The first three DMIS stages are ethnocentric, meaning that one's own culture is experienced as central to reality in some way:
  1. Denial of cultural difference is the state in which one's own culture is experienced as the only real one. Other cultures are avoided by maintaining psychological and/or physical isolation from differences. People at Denial generally are disinterested in cultural difference, although they may act aggressively to eliminate a difference if it impinges on them.
  2. Defense against cultural difference is the state in which one's own culture (or an adopted culture) is experienced as the only good one. The world is organized into "us and them," where "we" are superior and "they" are inferior. People at Defense are threatened by cultural difference, so they tend to be highly critical of other cultures, regardless of whether the others are their hosts, their guests, or cultural newcomers to their society.
  3. Minimization of cultural difference is the state in which elements of one's own cultural world view are experienced as universal. Because these absolutes obscure deep cultural differences, other cultures may be trivialized or romanticized. People at Minimization expect similarities, and they may become insistent about correcting others' behavior to match their expectations.
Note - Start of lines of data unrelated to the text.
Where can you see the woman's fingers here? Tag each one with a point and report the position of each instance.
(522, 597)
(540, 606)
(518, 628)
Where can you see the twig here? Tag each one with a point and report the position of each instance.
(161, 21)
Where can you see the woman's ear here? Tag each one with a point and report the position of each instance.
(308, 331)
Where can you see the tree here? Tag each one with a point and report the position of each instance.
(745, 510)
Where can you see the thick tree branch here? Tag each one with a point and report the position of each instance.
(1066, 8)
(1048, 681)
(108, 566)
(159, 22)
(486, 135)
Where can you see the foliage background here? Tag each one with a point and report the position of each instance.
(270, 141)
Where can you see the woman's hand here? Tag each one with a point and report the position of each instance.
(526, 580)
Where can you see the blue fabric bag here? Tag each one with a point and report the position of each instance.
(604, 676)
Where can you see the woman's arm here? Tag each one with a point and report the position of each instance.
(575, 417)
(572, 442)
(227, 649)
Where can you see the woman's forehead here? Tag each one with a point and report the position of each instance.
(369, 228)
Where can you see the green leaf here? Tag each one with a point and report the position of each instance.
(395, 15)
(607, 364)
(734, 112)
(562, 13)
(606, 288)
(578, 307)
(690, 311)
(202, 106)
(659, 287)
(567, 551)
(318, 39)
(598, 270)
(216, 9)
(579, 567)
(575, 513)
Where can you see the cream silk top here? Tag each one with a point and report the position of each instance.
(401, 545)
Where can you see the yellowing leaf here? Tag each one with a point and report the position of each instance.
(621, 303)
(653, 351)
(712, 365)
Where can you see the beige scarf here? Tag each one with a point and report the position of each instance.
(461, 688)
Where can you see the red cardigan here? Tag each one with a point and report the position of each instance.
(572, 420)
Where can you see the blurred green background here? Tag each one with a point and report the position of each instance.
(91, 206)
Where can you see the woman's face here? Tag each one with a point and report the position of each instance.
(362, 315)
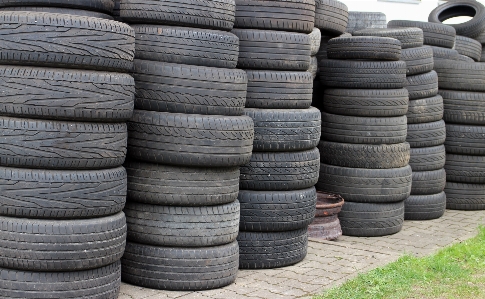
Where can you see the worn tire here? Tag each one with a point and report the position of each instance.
(206, 140)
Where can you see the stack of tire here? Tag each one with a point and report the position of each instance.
(277, 196)
(364, 152)
(64, 105)
(187, 139)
The second three DMIS stages are ethnorelative, meaning that one's own culture is experienced in the context of other cultures:
  1. Acceptance of cultural difference is the state in which one's own culture is experienced as just one of a number of equally complex worldviews. Acceptance does not mean agreement — cultural difference may be judged negatively — but the judgment is not ethnocentric. People at Acceptance are curious about and respectful toward cultural difference.
  2. Adaptation to cultural difference is the state in which the experience of another culture yields perception and behavior appropriate to that culture. One's worldview is expanded to include constructs from other worldviews. People at Adaptation are able to look at the world "through different eyes" and may intentionally change their behavior to communicate more effectively in another culture.
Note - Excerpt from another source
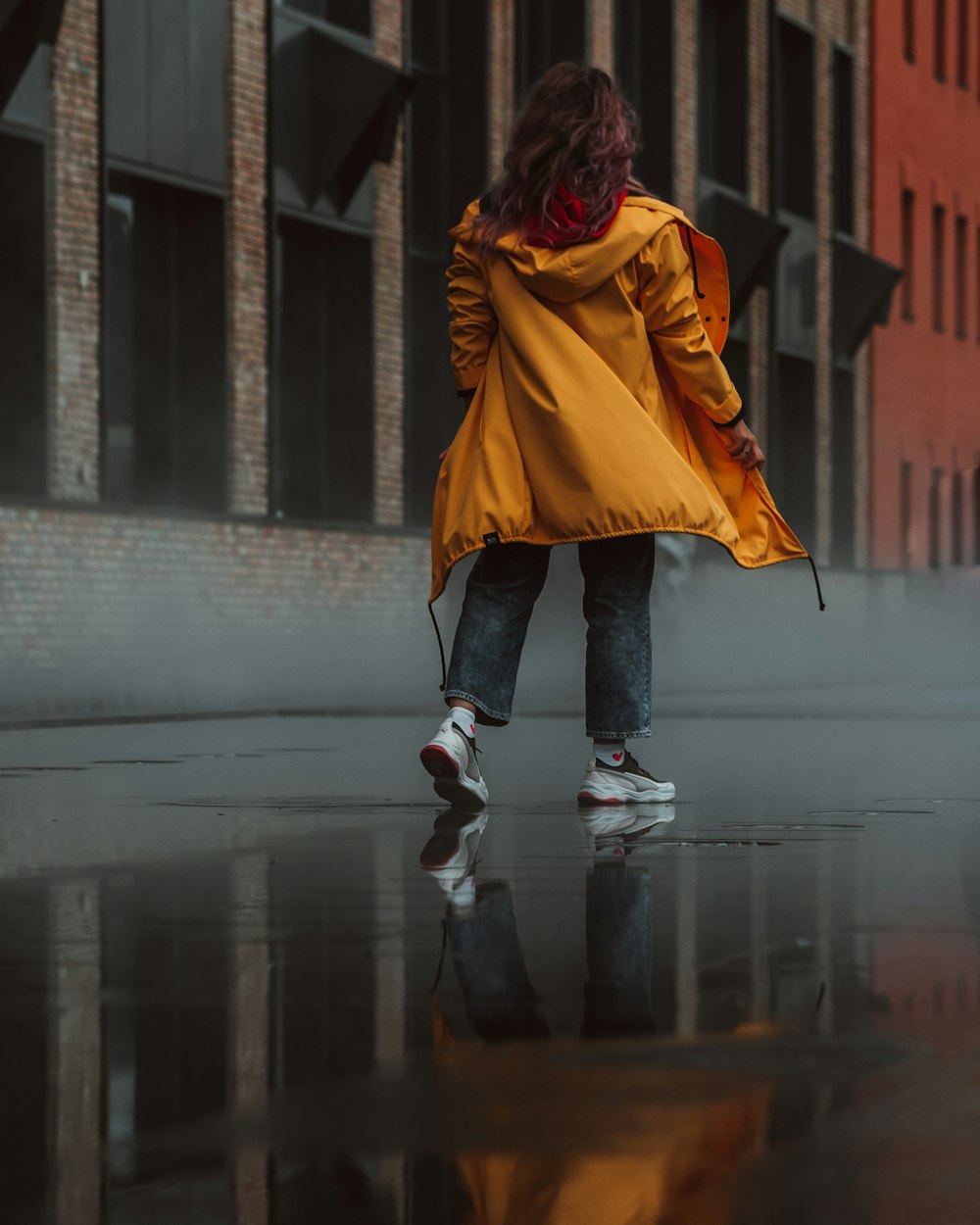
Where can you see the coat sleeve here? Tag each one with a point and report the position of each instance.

  3. Integration of cultural difference is the state in which one's experience of self is expanded to include the movement in and out of different cultural worldviews. People at Integration often are dealing with issues related to their own "cultural marginality." This stage is not necessarily better than Adaptation in most situations demanding intercultural competence, but it is common among non-dominant minority groups, long-term expatriates, and "global nomads."
The DMIS has been used with great success for the last fifteen years to develop curriculum for intercultural education and training programs. Content analysis research has supported the relevance of the stage descriptions and has suggested that a more rigorous measurement of the underlying cognitive states could yield a powerful tool for personal and group assessment.